Myriad’s method patents claimed methods of detecting BRCA mutations in a patient. Judge Sweet held these claims invalid because the claimed methods constituted unpatentable abstract mental processes of comparing or analysing two gene sequences, and the claimed steps of analysing and comparing failed to recite the specific transformative steps that are a hallmark of patentable subject matter. Judge Sweet further noted that even if the analysing or comparing steps were interpreted to include the steps of isolating DNA from a patient and sequencing that DNA, these transformative steps would be nothing more than data gathering, which is insufficient to meet the transformation requirement.

Myriad’s cell-screening patent claimed methods of identifying compounds useful in treating BRCA-associated cancer by screening compounds against cells transformed with BRCA. Again Judge Sweet held these method claims failed the t ransformat ion test because the transformative steps were mere data gathering. In a footnote, Judge Sweet rejected the argument that drugs that affect the BRCA cell impart a patentable transformation for the claim because compounds that fail in the screen would have no such transformative effect.

Myriad has appealed this broad ruling and the appeal is now pending before the US Court of Appeals for the Federal Circuit. Briefing by the parties is ongoing and, on 29 October 2010, several friends of the court, or “amicus”, briefs were filed. Surprisingly, the US Department of Justice (DOJ) filed an amicus brief opposing the patenting of genes per se, acknowledging that its position was at odds with the PTO policy, as well as various governmental agencies obtaining patents on such isolated DNA sequences. However, the brief acknowledged that chemical manipulations that result in, for example, cDNA, or genetically engineered crops or microorganisms, would constitute patentable subject matter, as these patent claims reflect more than the mere isolation and purification of a product from nature.

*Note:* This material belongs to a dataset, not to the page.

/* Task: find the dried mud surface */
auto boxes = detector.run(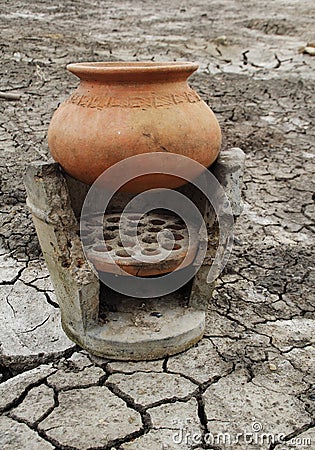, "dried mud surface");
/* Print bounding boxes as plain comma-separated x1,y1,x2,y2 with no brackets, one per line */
0,0,315,450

In cont rast, a separate coal it ion of personalised medicine companies and organisations argued that Myriad’s method claims comparing alterations in gene sequences from patient tissue samples for screening should be upheld under US Supreme Court precedent. The amicus brief further argued that a broad view of patentable subject matter was necessary to maintain the incentives to invest in personalised medicine. Without a broad view of patentable subject matter, the amici argued, “diagnostic companies would struggle to attract the investment necessary to drive future research and development”, thereby “negatively impacting the US economy and diminishing the rate of advance toward new treatments powered by molecular information”.

Judge Sweet attempted to limit the reach of the case by holding that DNA is a unique chemical molecule. Ultimately, however, many life science inventions intersect with nature. Powerful natural agents, such as taxol, have been isolated from nature and used as new chemotherapeutic agents. Proteins and antibodies based on natural products are used as therapeutic agents. In short, the life sciences draw on nature and where the courts ultimately draw the line may have broader ramifications.

The Federal Circuit Court will likely issue its decision by the middle of 2011. Any predictions on how the Court will rule are speculative, with a number of possible options. Ultimately, however, it is likely the US Supreme Court will answer definitively the question of whether isolated DNA sequences and methods for correlating sequence mutations may be patented.